Elle a fait parvenir une lettre à Justin Trudeau lundi pour réclamer une rencontre entre tous les chefs de parti afin de dénouer l’impasse.

Débat d’urgence à la Chambre des communes

La Chambre des communes a accédé à la demande du Nouveau Parti démocratique et a tenu un débat d’urgence lundi soir. Le premier ministre, qui avait brillé par son absence toute la journée, a encore une fois dénoncé les débordements liés à la manifestation. « Le gouvernement fédéral fournira les ressources nécessaires dont la province et la ville ont besoin », a-t-il déclaré.

« Les gens qui crient après les autres parce qu’ils portent un masque ne définissent pas la majorité des Canadiens, la grande majorité de notre pays », a-t-il ajouté plus tard.

« La situation a atteint un point de crise », estimait plus tôt dans la journée le chef néo-démocrate, Jagmeet Singh.

PHOTO FRED CHARTRAND, ARCHIVES LA PRESSE CANADIENNE

Jagmeet Singh

Il croit que le gouvernement fédéral doit mettre fin à « l’interférence étrangère » qui soutient le « convoi de la liberté ». Une portion des 10,1 millions de dollars amassés par les organisateurs sur GoFundMe provient des États-Unis.

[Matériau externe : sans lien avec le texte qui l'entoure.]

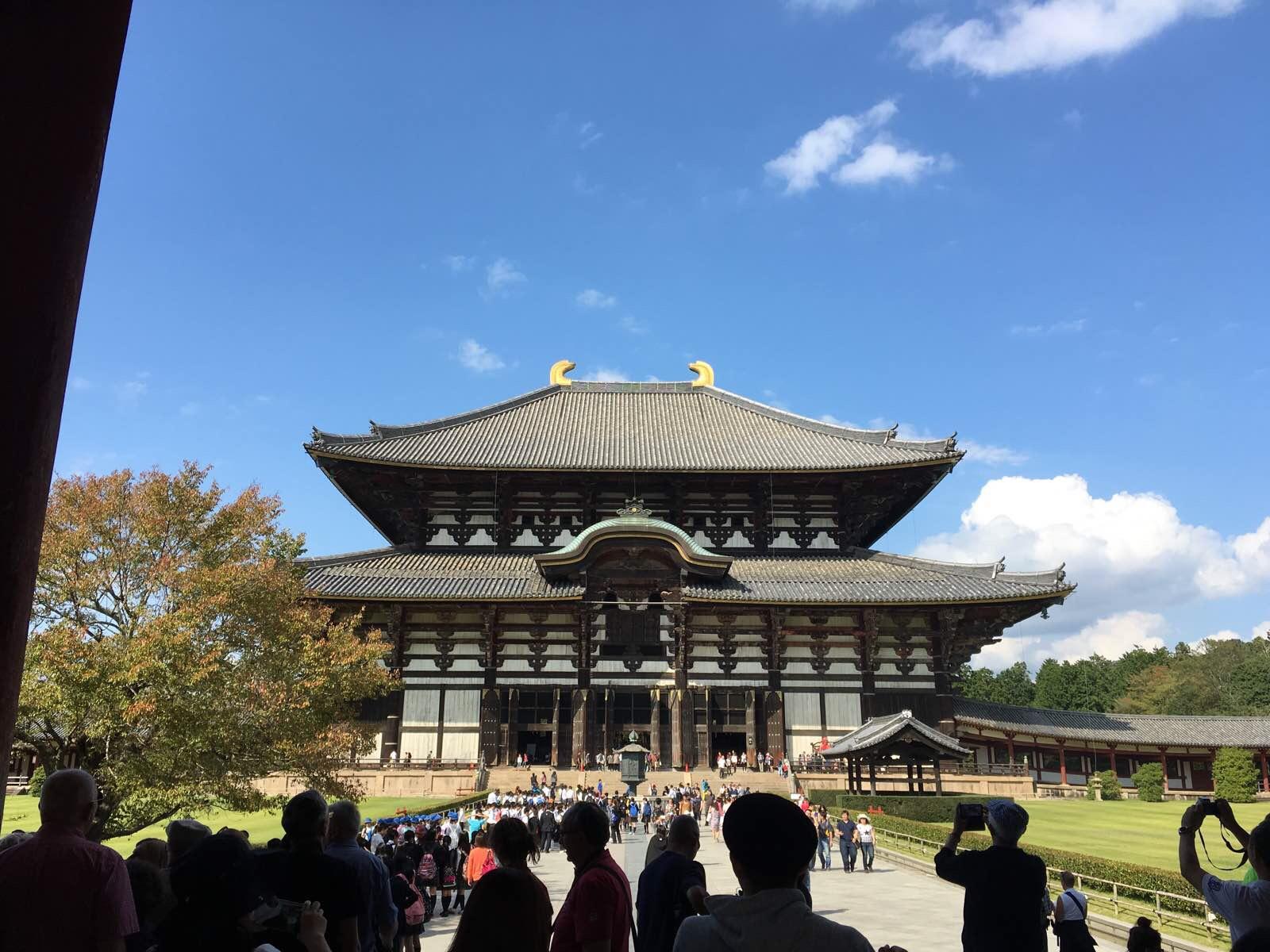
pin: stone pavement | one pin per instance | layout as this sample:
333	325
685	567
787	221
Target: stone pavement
891	905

Le procureur général du Texas, Ken Paxton, s’est plaint sur Twitter samedi que la plateforme de sociofinancement avait décidé de retourner leur argent aux donateurs au lieu de le remettre aux manifestants. « Des Texans patriotiques ont donné à la noble cause des camionneurs canadiens en utilisant GoFundMe, a-t-il écrit. […] Aujourd’hui, j’ai assemblé une équipe pour enquêter sur leur potentielle fraude et tromperie. La justice sera rendue aux donateurs du Texas. »

Dans une lettre ouverte publiée dans le Globe and Mail, l’ex-gouverneur de la Banque du Canada et de la Banque d’Angleterre Mark Carney appelle les autorités à faire appliquer la loi et à retracer les fonds qui soutiennent le « convoi de la liberté ». « C’est de la sédition, écrit-il. C’est un mot que je ne croyais jamais utiliser au Canada. »

Aucun des ministres fédéraux présents en conférence de presse n’a voulu utiliser ce mot pour qualifier la manifestation.